Q: I have had chronic pain in the testicle and area of repair following a mesh repair of an inguinal hernia 4 years ago. 9 weeks ago I had the mesh removed and a neurectomy of the illioinguinal nerve, which was supposed to sort the problem out but has not. Would acupuncture help and if so is there any particular type that would be best. Can you recommend anyone in the Leigh on Sea area who would be appropriate.

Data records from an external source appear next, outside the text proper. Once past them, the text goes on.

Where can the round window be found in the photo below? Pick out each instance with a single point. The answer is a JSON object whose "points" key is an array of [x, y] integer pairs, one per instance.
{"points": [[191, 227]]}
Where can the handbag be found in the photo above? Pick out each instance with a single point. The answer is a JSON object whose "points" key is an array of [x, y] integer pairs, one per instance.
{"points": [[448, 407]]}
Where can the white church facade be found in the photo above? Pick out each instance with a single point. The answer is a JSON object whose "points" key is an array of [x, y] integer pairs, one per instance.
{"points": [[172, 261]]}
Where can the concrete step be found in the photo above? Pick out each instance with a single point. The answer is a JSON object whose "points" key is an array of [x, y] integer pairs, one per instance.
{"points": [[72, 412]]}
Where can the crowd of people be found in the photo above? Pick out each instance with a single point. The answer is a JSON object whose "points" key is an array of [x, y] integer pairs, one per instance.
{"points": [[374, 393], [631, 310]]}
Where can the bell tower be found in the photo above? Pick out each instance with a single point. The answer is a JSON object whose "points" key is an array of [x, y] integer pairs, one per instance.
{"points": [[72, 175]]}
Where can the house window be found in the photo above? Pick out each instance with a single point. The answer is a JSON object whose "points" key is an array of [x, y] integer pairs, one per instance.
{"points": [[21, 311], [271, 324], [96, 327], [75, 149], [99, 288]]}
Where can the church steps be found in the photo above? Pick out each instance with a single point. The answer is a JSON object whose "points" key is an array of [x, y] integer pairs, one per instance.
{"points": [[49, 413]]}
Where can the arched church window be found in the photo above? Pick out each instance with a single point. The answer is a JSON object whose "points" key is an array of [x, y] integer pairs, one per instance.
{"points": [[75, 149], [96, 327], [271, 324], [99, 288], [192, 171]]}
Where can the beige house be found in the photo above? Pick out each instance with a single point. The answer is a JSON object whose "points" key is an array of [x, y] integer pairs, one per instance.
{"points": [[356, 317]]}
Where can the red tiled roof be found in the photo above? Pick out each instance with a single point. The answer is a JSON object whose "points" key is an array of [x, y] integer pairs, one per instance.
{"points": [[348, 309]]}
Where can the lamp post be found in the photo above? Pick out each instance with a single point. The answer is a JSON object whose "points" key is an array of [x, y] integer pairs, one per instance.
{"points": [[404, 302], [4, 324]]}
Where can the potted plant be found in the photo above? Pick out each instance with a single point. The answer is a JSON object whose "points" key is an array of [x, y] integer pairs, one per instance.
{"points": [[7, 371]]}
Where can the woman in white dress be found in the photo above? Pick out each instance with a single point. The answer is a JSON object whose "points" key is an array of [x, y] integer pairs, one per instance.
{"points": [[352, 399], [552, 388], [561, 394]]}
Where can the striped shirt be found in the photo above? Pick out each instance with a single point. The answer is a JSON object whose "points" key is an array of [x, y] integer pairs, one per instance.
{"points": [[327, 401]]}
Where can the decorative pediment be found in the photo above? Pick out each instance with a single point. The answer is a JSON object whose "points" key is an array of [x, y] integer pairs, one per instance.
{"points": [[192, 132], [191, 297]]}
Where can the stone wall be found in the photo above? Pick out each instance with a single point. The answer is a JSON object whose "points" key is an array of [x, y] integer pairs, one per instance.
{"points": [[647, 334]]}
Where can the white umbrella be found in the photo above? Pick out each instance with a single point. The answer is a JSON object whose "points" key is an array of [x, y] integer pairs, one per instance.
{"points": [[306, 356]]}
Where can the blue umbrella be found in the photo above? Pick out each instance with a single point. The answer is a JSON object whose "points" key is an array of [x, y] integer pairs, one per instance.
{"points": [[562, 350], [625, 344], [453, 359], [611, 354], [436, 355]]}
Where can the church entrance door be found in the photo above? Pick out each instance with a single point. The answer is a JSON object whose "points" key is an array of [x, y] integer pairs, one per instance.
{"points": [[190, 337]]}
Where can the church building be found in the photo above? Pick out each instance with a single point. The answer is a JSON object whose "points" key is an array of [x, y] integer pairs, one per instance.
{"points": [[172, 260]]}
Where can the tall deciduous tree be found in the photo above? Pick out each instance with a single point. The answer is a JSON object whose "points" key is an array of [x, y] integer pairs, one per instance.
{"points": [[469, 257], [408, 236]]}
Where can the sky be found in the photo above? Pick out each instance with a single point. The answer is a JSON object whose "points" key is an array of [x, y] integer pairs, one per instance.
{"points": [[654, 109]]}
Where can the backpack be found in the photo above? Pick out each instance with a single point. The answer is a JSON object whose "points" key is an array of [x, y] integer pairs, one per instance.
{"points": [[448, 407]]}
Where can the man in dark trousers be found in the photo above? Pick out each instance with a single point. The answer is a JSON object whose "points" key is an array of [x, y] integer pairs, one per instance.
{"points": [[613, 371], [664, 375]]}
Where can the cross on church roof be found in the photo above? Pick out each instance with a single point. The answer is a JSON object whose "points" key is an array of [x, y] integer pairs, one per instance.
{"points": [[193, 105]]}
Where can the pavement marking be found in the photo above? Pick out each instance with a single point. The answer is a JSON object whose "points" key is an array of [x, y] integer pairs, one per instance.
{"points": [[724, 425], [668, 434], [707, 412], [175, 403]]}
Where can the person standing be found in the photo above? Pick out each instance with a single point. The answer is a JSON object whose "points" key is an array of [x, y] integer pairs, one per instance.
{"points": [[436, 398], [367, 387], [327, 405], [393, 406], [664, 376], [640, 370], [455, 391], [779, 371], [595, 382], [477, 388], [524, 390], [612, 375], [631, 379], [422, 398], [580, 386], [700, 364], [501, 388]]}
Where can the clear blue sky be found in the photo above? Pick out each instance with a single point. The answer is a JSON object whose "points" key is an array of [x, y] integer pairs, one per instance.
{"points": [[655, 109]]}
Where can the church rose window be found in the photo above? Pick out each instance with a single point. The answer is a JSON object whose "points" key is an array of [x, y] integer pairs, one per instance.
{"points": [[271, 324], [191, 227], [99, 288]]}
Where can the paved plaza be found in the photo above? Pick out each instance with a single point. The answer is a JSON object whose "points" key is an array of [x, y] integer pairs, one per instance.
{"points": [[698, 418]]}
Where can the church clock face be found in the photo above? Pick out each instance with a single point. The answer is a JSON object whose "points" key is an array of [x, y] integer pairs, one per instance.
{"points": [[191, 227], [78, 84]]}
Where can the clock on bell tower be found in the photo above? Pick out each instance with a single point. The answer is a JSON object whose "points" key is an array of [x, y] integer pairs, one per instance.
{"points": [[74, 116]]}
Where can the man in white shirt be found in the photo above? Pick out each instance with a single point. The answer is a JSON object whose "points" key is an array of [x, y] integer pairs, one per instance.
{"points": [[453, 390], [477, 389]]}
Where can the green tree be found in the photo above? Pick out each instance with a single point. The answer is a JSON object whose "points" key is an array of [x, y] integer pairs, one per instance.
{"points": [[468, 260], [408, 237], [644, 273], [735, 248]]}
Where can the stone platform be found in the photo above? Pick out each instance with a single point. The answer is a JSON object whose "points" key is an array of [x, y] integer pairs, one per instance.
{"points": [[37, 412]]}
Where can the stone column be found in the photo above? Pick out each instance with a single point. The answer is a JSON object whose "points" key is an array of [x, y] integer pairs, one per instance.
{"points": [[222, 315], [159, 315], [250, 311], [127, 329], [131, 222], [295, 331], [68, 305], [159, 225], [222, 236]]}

A: A great deal depends on what may be causing the pain. We are assuming that the neurectomy was selected after a very thorough neurological examination; it is not common practice to start cutting nerves unless there is a very good and clearly diagnosed reason. On the assumption that this nerve corresponded to the area in which you were and still are experiencing pain, then there may be a small chance that acupuncture treatment may be of benefit.
Acupuncture treatment does have a general pain-relieving effect which has been the object of a great deal of study over the years, as our factsheet on chronic pain shows:
The chemical markers for pain relief, the neurotransmitters, are easily measured to provide an objective marker of whether something is happening. The main question with treating at this kind of generic level is how much relief the treatment may give and how sustainable the relief is. In many cases this comes down, unfortunately, to a financial question: is the treatment affordable and worthwhile when the cost is set against the relief.
However, the understanding of the body as a system of energy in flow which underpins traditional Chinese medicine does afford other possibilities for consideration. Like any enclosed and self-contained system, if there is damage then where the flow is impaired pain will arise, either from a deficiency or excess of energy in the area, or through the stagnation in the flow. Using needles this flow can be reinstated, and the pain reduced or removed. Sometimes the very fact of surgical incision can create a blockage, as can the formation of scar tissue. This can sometimes have effects some distance away from the scar tissue itself. Treatment is often a mixture of local treatment and treatment some distance away, although we can reassure you immediately by saying that there are no acupuncture points on the testicle or scrotum! There are, however, points on the lower leg a which refer directly to this area, and these may come into play.
The best advice that we can give is to visit a BAcC member local to you for an informal assessment of what may be possible. Although we can be quite confident about the treatment of conditions which we often see it is far more difficult to offer opinions on unique presentations like yours. However, a skilled practitioner may well be able to make a few diagnostic soundings which can tell them how likely it will be to help your problem.